Carly: Yeah, but I think things are different now. I think that Craig has changed.
Carly: Only to the extent that he loaned me the money with no strings attached.
Lily: And I've got a bridge to nowhere I'd like to sell you.
Craig: Do I really have to remind you that wives and I tend not to get along?
Lily: Well, you were happy with sierra for a long time.
Craig: Until I wasn't.
Lily: Well, now you have a reason to work at it harder. Most family courts have this strange idea that stable, two-parent homes are good for kids. And since you and dusty aren't going to be setting up housekeeping anytime soon, maybe you ought to look for somebody else.
Craig: I don't suppose you'd divorce Holden and marry me?
Lily: Not on your life.
Craig: It's funny -- most of the women that know me, would give the same answer.
Lily: What about those mail-order brides?
Craig: Do they come with a money-back guarantee?

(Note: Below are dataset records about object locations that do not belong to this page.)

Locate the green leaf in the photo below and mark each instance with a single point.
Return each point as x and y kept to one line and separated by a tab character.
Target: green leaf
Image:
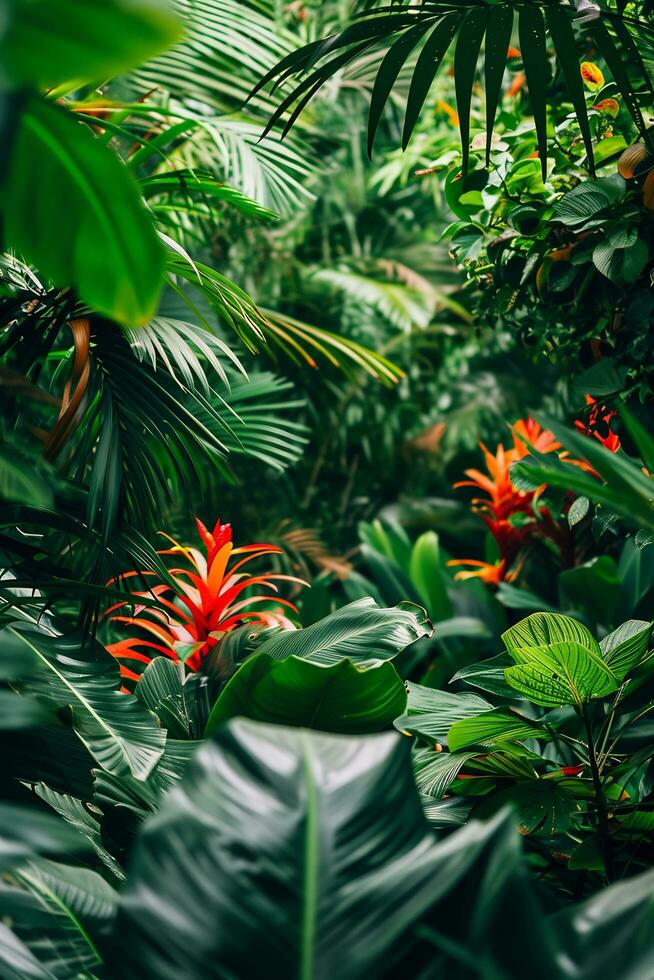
468	46
492	728
26	833
488	676
68	188
562	34
83	819
537	70
427	66
430	712
332	830
560	673
425	570
339	698
578	510
119	732
389	69
46	44
593	588
621	265
85	893
610	934
180	699
588	199
541	807
626	646
360	631
541	629
498	39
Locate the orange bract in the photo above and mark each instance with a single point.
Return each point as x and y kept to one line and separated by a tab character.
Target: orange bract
207	603
592	76
503	503
598	425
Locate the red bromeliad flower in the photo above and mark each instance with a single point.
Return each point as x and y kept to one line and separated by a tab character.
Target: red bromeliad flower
508	512
598	424
187	622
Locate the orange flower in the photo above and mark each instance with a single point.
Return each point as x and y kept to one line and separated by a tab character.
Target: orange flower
598	425
490	574
592	76
451	113
517	84
207	602
609	106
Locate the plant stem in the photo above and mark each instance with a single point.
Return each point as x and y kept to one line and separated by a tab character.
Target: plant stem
602	815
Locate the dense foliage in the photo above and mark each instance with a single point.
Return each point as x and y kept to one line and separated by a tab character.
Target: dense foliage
326	509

Craig: I don't see the harm of spending time with my son in a public area of the hotel we all live in.
Jack: The harm is that you didn't ask first.
Craig: Why should I ask? I'm his father.
Dusty: You don't have legal custody, remember? I do!
Craig: Oh, it's a legal issue. Well, legally speaking, aren't you legally dead? I'm not a lawyer or a policeman, but wouldn't that affect his custodial status?